Melanie Sakoda, president of Coptic Survivor’s board of directors and the co-founder of retired website Pokrov.org — founded in 1999 to track Orthodox clergy abuse that provided the foundation for Prosopon’s abuse reporting database — agreed saying, “Children are best protected when perpetrators are convicted and incarcerated.”
“There have always been ways to protect both the sanctity of confession and the vulnerable,” Sakoda said. “An Orthodox priest can withhold absolution (a formal release from guilt granted by the priest) until a perpetrator turns himself in … Victims … can be instructed to repeat the testimony outside of confession.”
Church leaders suggest internal solutions
The Right Rev.
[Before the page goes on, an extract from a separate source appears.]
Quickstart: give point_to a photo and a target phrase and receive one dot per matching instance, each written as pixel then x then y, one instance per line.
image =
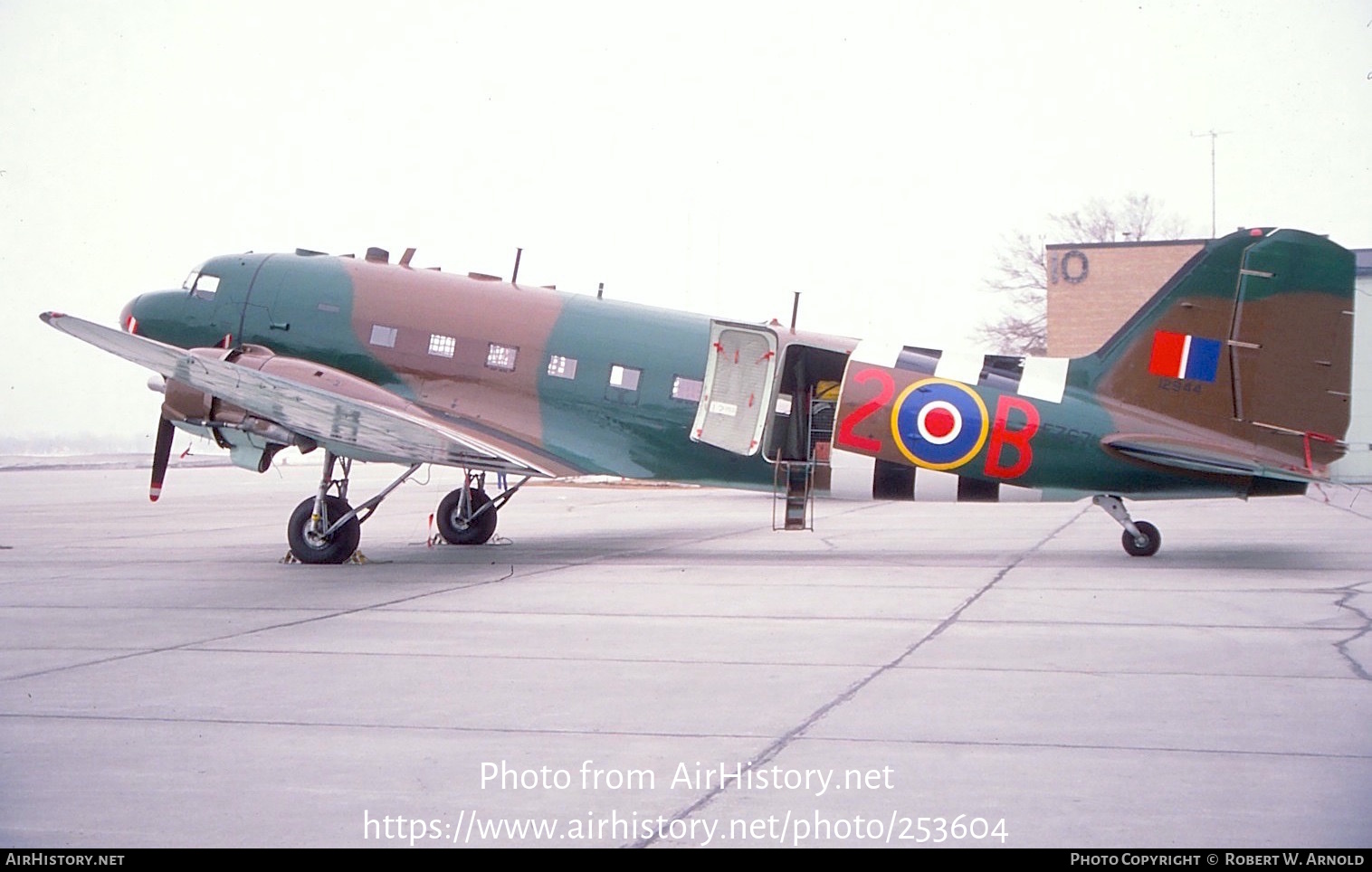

Gretchen Rehberg, bishop of the Episcopal Diocese of Spokane, echoed that the sacrament of confession doesn’t guarantee that a priest will give the confessor absolution. However, she noted in most instances that if someone is “truly sincere about wanting to confess, they are seeking absolution.” If remorse or sorrow for sin is absent, the priest can act internally — without breaking the seal — to prevent further harm.
This could look like making sure a cleric is not recommended for another position, not allowed to serve in a congregation, or not be alone with the temptation that was the basis of the crime, such as children, she said.
“With respect to the [attorney general’s] decision, I pray that … we will find ways within our own church law to protect the most vulnerable,” Rehberg said.